Google’s philanthropic arm will invest $3 million in funding over the next three years in a University of Texas at Austin computer science education initiative.
The funding will go to the university’s Expanding Computing Education Pathways (ECEP) Alliance, which aims to overcome barriers to widespread computer science instruction in in state education systems.
The $3 million will enable the alliance to expand from 22 members to 26, and provide seed funding for reports, plans, dashboards and summits. In addition, the funding will allow for increased sharing and collaboration, and better analysis of the outcomes of the efforts to expand computer science education nationwide.

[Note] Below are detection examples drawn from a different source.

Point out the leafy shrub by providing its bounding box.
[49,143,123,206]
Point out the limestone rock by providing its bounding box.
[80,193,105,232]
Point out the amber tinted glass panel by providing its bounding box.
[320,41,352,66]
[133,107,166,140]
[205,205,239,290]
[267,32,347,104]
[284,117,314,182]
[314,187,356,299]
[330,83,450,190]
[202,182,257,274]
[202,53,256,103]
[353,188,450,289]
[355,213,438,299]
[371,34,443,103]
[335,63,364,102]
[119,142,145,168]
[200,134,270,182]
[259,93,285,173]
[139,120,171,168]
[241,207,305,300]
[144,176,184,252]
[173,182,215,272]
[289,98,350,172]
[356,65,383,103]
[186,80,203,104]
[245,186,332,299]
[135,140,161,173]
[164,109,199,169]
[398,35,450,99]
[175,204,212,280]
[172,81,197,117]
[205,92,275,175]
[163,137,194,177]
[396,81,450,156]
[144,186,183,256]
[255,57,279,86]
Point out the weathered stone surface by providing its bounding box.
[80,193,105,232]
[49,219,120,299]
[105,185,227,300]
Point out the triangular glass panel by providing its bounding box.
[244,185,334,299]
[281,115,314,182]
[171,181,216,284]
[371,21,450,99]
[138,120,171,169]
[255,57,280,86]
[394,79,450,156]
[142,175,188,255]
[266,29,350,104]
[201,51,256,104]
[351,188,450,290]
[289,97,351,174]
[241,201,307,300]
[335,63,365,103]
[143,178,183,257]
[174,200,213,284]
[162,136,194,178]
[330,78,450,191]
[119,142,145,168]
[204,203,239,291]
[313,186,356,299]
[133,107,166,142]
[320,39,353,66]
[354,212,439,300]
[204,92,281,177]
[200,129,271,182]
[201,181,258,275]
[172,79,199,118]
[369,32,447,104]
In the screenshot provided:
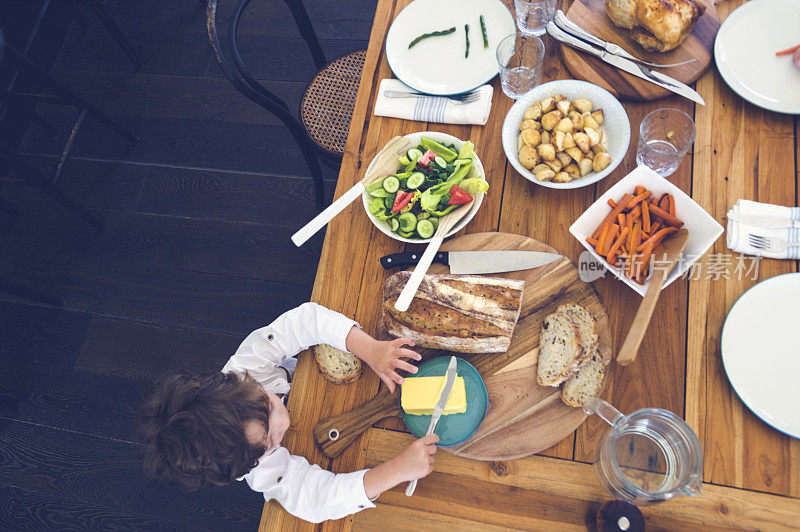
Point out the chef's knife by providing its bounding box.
[728,212,800,229]
[547,20,706,105]
[380,251,562,275]
[406,357,458,497]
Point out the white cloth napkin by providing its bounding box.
[726,199,800,259]
[375,79,494,125]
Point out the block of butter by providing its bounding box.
[400,375,467,416]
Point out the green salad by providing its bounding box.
[367,137,489,239]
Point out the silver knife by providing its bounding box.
[406,357,458,497]
[547,20,706,105]
[380,251,562,275]
[727,212,800,228]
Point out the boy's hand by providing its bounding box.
[362,338,422,393]
[395,434,439,482]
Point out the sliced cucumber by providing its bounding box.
[406,148,424,160]
[397,212,417,233]
[406,172,425,190]
[383,175,400,194]
[417,220,436,238]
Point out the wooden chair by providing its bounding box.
[207,0,367,210]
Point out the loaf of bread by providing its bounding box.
[311,344,361,384]
[537,312,583,386]
[383,272,525,353]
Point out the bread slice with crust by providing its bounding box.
[556,303,598,365]
[537,312,583,386]
[561,354,606,407]
[311,344,361,384]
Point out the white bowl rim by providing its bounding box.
[501,79,631,189]
[361,131,484,244]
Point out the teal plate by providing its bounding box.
[398,356,489,447]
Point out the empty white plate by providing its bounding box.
[386,0,517,95]
[714,0,800,114]
[721,273,800,438]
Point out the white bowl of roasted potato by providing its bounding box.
[503,80,631,188]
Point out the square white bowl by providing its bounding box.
[569,166,724,296]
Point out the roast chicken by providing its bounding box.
[606,0,706,52]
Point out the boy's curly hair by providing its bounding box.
[137,372,269,491]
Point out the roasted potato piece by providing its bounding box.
[563,163,581,179]
[572,98,593,114]
[544,159,564,173]
[550,129,567,152]
[522,102,542,120]
[556,118,572,133]
[583,127,602,146]
[521,129,542,148]
[542,109,563,131]
[542,130,550,144]
[564,146,583,163]
[519,144,539,170]
[581,113,600,129]
[539,96,556,114]
[578,157,592,177]
[536,143,556,162]
[572,133,592,153]
[533,168,556,181]
[592,153,611,172]
[592,109,606,126]
[567,111,583,130]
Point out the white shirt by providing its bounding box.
[222,303,375,523]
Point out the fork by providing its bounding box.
[383,91,481,105]
[747,234,800,253]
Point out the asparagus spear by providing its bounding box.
[408,26,456,49]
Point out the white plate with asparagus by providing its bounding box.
[503,80,631,188]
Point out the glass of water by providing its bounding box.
[636,109,695,177]
[514,0,558,35]
[497,33,544,100]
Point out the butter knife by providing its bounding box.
[406,357,458,497]
[727,212,800,228]
[547,20,706,105]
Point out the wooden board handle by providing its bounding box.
[314,388,400,458]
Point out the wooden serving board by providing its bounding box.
[314,233,613,460]
[561,0,720,101]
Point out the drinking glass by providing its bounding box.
[583,397,703,504]
[636,109,695,177]
[514,0,558,35]
[497,33,544,100]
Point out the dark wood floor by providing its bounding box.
[0,0,376,530]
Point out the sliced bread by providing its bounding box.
[311,344,361,384]
[561,354,606,406]
[556,303,598,364]
[537,312,583,386]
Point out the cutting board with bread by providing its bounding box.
[314,233,613,460]
[561,0,720,101]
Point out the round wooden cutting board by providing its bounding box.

“We believe Google and other companies have a responsibility to help people get the skills they need to get a good job, start a new business, and provide a solid foundation for their families — no matter what their age or where they live,” Alphabet CEO Sundar Pichai said in a news release. “Computer science education is an important piece of this, and we look forward to working with our partners, like ECEP, to unleash the talent and drive of millions of people in communities across the U.S.”
Established in 2012, ECEP’s goal is for all states to have computer science education pathways “that attract and support a diverse range of students prepared to enter computer science and computing-intensive careers,” according to the announcement from Texas.

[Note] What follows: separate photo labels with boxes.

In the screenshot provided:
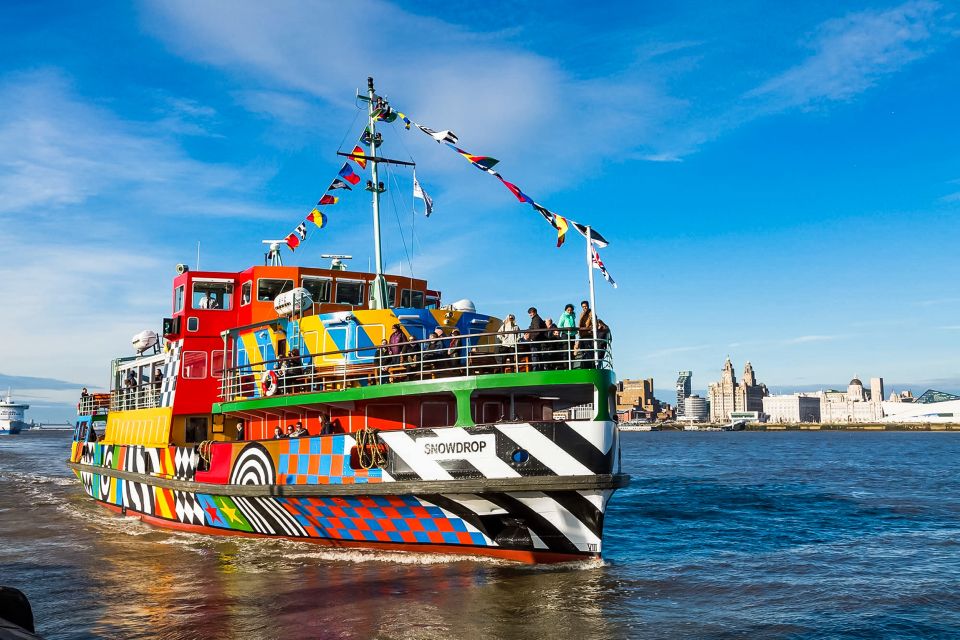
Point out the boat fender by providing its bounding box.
[260,369,280,396]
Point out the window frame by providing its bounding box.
[300,275,333,304]
[257,278,297,304]
[180,350,208,380]
[333,278,367,307]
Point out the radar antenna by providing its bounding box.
[320,253,353,271]
[260,240,286,267]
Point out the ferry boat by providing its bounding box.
[68,80,629,563]
[0,389,30,436]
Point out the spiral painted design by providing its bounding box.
[230,442,277,485]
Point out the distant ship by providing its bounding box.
[0,389,30,436]
[68,78,630,563]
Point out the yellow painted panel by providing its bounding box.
[103,407,173,447]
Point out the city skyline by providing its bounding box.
[0,1,960,417]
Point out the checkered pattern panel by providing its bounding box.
[278,496,491,546]
[160,340,183,407]
[277,435,383,484]
[171,447,200,480]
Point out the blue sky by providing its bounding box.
[0,0,960,417]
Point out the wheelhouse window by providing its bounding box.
[173,285,185,313]
[300,276,333,304]
[182,351,207,380]
[210,351,230,378]
[337,280,363,306]
[257,278,293,302]
[400,289,423,309]
[193,278,233,311]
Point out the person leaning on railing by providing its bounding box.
[423,327,445,369]
[496,313,520,365]
[403,335,423,371]
[597,318,613,369]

“Government and industry have made notable investments over the past decade in supporting students, but we can do better to address the structural and systemic barriers that continue to marginalize women, Black and Hispanic students, and students with disabilities,” said Carol Fletcher, principal investigator for the ECEP Alliance. “This is the work that ECEP state leaders are engaged in, and Google’s support will be a significant step toward scaling up that work on the national level.”
The Google funding builds on recent investments the University of Texas has made in computer science and emerging technology. In 2020, the university announced the creation of a new national institute focused on machine learning research. It later opened a robotics lab that was created with U.S. Army Futures Command. The National Science Foundation awarded the university $60 million in 2018 in funding to develop “the fastest supercomputer in higher education”.
“This is an investment in the success of future generations,” said Scott Rabenold, Texas’ vice president of development. “Thanks to Google’s vision, more students will be prepared to enter computer science and computing-intensive careers and become leaders in this dynamic, world-changing field.”